Après ces quelques jours passés chez leur tante, les enfants coupent définitivement les ponts, et ne revoient jamais leur grand-père qu’ils adoraient. “En plus de perdre ma sœur, on perdait ses enfants dont on avait toujours été très proches. Papa ne disait plus rien, il souffrait en silence. Moi aussi. Chacun se taisait pour ne pas faire de mal à l’autre. Mais pendant ce temps-là, on avait sans cesse les mêmes questions qui nous tournaient dans la tête. Avec des espoirs un peu fous. J’ai pensé que Françoise pourrait revenir pour la rentrée, puis qu’elle réapparaîtrait à Noël. On se faisait des films, c’était complètement irrationnel, mais on se raccrochait à ce qu’on pouvait”.
La piste criminelle
“En 2012, trois ans après la disparition de Françoise, j’ai décidé d’aller sur place. J’ai trouvé un guide et je lui ai expliqué que je voulais faire la promenade sur laquelle ma sœur avait disparu. Il a été charmant, il a parfaitement compris mes émotions, mais cela a été très difficile. D’abord, la région était encore bien plus sauvage que je l’imaginais. Avec beaucoup de ravins, beaucoup de végétation et des sentiers caillouteux pas toujours bien dessinés. Mon guide avait une carte et une boussole qu’il a dû utiliser à plusieurs reprises. Ce n’était pas franchement une balade familiale, il fallait être un peu inconscient pour entamer un tel itinéraire dans la chaleur d’un après-midi d’été. Lorsque nous sommes arrivés au petit carrefour où ma sœur avait été vue pour la dernière fois, je me suis sentie mal. C’était vraiment au milieu de nulle part. Un endroit sauvage, isolé. Je n’aurais pas aimé y laisser mon chien. Et ma sœur était restée là…”
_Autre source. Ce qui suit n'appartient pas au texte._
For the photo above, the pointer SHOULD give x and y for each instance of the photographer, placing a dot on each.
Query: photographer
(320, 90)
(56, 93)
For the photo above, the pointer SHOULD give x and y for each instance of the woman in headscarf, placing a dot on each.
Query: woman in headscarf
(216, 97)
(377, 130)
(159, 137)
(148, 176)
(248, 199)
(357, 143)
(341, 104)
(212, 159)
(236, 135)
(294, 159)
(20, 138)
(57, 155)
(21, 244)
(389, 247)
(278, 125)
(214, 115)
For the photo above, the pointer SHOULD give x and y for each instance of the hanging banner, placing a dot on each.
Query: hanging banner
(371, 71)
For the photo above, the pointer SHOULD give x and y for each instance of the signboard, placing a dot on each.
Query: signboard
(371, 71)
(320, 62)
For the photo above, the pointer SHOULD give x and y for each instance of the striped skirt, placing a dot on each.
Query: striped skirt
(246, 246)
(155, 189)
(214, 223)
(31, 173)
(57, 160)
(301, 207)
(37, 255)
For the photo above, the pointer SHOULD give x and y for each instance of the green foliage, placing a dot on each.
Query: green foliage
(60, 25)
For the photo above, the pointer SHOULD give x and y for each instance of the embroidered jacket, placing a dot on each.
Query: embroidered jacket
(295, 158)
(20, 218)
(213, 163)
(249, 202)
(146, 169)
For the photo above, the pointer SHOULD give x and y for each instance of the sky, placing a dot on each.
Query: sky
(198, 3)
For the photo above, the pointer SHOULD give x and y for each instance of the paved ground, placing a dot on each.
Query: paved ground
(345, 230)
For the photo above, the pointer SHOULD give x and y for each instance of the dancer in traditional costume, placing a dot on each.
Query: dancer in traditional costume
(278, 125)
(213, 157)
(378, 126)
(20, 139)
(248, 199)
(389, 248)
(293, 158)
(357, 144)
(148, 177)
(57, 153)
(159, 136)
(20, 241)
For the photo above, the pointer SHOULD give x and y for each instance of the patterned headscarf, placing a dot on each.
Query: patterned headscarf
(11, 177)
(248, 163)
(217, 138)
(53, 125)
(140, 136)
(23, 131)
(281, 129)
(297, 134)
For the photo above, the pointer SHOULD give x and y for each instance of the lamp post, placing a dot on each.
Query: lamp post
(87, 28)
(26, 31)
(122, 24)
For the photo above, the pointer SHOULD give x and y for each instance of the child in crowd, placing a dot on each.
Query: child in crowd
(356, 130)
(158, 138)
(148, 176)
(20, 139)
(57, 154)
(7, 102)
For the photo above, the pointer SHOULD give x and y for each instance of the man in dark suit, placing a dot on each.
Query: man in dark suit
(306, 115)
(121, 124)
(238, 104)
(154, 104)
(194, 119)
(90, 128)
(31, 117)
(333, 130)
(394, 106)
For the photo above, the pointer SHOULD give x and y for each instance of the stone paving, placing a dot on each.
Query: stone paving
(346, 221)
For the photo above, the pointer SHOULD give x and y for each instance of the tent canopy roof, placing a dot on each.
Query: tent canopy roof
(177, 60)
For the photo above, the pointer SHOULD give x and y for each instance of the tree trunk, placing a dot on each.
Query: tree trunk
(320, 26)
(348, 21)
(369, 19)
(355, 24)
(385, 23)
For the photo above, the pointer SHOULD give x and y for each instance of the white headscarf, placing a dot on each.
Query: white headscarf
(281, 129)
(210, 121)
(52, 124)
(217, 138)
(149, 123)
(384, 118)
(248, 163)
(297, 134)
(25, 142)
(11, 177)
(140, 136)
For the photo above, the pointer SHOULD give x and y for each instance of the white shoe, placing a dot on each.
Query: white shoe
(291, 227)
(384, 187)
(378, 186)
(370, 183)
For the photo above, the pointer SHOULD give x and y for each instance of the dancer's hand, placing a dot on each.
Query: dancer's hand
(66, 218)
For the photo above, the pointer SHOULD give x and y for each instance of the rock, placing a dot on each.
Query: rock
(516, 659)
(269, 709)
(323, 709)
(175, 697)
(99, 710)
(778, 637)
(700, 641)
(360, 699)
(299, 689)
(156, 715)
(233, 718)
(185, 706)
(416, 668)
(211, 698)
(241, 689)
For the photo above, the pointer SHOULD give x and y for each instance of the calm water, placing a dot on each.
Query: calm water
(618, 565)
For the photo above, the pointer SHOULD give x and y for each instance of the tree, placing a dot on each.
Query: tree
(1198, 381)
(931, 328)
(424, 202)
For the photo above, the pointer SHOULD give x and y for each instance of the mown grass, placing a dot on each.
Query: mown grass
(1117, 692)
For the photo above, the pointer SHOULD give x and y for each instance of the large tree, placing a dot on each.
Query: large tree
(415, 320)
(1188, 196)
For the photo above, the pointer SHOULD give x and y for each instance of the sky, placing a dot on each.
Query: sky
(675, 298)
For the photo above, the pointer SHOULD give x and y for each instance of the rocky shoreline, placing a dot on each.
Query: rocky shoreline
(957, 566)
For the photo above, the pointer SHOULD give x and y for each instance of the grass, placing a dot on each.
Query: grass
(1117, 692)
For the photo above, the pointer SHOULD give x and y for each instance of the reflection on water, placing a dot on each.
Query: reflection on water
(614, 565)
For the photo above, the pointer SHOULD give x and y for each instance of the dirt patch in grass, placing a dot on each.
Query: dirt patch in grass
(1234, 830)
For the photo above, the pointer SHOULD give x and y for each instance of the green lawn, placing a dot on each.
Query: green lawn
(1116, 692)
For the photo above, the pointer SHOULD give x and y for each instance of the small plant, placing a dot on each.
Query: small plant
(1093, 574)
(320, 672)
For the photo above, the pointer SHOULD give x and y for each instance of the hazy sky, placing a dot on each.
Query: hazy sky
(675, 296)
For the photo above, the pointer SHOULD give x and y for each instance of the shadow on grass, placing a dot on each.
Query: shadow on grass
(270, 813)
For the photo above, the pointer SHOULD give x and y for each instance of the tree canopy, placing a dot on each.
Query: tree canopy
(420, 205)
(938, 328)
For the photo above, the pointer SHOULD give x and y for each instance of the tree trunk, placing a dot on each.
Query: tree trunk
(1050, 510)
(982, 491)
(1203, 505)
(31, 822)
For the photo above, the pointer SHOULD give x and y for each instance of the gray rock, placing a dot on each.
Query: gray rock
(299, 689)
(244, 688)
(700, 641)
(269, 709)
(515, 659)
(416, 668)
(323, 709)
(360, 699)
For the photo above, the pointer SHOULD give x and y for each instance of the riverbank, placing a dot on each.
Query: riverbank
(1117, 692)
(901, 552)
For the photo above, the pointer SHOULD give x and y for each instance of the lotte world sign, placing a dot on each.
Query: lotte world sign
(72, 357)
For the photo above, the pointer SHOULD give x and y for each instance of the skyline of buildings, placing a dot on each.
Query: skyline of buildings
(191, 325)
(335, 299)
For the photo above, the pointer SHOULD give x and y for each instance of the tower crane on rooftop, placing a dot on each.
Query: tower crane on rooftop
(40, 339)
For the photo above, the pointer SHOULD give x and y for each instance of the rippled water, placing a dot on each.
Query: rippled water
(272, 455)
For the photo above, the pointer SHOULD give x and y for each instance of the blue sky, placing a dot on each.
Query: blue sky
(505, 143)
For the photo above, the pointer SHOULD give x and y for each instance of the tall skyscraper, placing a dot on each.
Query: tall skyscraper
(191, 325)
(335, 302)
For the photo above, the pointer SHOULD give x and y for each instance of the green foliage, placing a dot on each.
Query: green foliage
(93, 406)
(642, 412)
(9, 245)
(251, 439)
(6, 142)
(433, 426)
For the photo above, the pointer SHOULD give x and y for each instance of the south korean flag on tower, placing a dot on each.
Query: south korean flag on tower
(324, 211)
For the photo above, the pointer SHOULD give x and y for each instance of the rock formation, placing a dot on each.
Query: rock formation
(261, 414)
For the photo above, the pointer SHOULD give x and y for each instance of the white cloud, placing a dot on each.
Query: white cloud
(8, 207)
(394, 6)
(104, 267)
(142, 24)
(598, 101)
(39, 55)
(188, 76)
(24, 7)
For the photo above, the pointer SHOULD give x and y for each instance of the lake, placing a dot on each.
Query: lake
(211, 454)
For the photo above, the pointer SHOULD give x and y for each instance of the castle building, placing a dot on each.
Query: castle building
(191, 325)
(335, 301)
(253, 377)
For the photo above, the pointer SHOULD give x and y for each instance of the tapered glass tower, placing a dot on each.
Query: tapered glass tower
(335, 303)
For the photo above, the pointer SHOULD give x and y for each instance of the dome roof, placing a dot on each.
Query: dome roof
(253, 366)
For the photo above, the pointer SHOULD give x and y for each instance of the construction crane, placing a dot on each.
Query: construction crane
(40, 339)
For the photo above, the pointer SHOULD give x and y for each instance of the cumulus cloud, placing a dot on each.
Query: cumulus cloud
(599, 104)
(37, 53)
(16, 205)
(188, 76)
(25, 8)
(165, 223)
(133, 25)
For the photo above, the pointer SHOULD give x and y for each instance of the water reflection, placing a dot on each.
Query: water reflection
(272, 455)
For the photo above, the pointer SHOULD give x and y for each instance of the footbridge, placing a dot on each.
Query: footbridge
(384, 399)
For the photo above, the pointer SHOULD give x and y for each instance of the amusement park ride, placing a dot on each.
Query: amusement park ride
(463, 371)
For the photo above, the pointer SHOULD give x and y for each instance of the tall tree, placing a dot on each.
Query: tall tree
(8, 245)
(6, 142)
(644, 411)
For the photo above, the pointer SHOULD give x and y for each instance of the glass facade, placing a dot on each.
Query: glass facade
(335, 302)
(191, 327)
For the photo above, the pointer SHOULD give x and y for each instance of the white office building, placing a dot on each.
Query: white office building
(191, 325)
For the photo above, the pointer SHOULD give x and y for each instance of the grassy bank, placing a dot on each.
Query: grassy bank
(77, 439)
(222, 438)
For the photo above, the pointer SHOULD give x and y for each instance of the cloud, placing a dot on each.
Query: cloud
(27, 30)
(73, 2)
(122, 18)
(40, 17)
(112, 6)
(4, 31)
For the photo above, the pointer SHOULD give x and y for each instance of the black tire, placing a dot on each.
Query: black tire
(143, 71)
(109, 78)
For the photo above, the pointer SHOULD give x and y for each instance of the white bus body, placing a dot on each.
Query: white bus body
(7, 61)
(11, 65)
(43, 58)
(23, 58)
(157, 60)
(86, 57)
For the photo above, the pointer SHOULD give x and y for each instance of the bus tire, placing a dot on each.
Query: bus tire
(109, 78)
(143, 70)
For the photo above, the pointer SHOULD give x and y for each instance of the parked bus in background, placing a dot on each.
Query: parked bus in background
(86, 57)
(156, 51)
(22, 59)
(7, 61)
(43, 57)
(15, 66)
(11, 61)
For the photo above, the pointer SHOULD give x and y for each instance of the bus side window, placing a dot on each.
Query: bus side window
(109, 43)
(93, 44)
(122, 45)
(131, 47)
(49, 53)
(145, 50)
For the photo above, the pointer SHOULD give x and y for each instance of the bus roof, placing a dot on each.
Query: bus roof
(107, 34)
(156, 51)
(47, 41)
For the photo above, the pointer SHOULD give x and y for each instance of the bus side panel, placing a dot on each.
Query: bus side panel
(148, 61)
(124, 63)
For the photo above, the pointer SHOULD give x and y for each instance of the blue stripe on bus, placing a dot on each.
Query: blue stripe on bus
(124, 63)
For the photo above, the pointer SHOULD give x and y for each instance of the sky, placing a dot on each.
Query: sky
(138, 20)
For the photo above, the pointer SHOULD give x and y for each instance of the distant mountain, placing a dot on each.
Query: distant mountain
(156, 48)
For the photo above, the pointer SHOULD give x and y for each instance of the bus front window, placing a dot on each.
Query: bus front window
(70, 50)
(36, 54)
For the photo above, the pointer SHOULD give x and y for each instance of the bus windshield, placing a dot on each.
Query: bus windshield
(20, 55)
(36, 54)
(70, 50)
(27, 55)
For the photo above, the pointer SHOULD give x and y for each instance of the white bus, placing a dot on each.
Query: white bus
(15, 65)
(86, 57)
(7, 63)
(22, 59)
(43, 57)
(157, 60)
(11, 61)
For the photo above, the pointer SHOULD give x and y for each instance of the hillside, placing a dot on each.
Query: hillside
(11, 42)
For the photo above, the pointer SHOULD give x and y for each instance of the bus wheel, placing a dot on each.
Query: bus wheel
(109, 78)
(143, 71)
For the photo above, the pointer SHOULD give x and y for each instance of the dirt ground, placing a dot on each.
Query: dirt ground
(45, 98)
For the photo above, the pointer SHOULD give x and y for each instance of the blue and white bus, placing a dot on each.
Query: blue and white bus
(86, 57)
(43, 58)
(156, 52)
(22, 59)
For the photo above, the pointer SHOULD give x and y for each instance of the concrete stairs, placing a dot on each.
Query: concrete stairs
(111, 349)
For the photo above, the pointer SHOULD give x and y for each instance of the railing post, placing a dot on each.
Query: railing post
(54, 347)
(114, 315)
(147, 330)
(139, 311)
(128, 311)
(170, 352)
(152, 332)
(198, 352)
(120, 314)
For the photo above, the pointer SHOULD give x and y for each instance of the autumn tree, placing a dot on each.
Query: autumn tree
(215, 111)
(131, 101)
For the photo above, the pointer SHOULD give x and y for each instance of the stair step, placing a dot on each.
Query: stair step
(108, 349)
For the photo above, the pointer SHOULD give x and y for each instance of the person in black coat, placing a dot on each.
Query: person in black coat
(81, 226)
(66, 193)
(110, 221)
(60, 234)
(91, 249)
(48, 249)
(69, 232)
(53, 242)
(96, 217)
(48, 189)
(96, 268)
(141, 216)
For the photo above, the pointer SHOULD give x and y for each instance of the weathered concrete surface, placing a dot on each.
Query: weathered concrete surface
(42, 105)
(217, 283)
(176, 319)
Rachel ne vient pas pour faire des recherches, mais pour se rendre compte. “Les enquêteurs ont tout fouillé pendant des semaines. Si elle s’était perdue, si elle s’était blessée, ils l’auraient retrouvée. Ils ont même balancé des sacs de sable de son poids pour voir jusqu’où son corps aurait pu dévaler, et jusqu’où il fallait la chercher. Depuis que j’ai vu les lieux, je suis assez d’accord avec les enquêteurs pour privilégier la piste criminelle”.
L’album aux souvenirs
“Si ma sœur avait eu un accident en montagne, on l’aurait retrouvée. Si on ne la retrouve pas, c’est qu’elle n’est pas là. C’est donc qu’elle a été emmenée ailleurs. Mais par qui? Et dans quelles circonstances? Comme il n’y a pas de réponses à ces questions, j’imagine le pire. Je ne peux pas m’en empêcher. Quelques années avant la disparition de Françoise, notre jeune frère est décédé dans des conditions tragiques. C’était horrible, mais nous savions ce qui lui était arrivé. Pour Françoise, le plus terrible est de ne pas savoir. Je regarde les albums de notre enfance, les photos des anniversaires, des fêtes de famille, des vacances à Rimini… Et je me dis: où est-elle? Qu’a-t-on fait d’elle?”.
Faute d’éléments, l’enquête est clôturée depuis longtemps. En décembre 2020, la justice belge a décidé de déclarer Françoise décédée. “On me dit qu’il faut accepter. Tourner la page. Comment voulez-vous tourner la page d’une histoire pareille? Je ne lâcherai pas l’affaire. Je me dis qu’il y a nécessairement quelqu’un, quelque part, qui sait. Un jour, cette personne pourrait parler. Jusqu’au dernier instant de ma vie, je garderai l’espoir de savoir ce qui est arrivé à ma petite sœur”.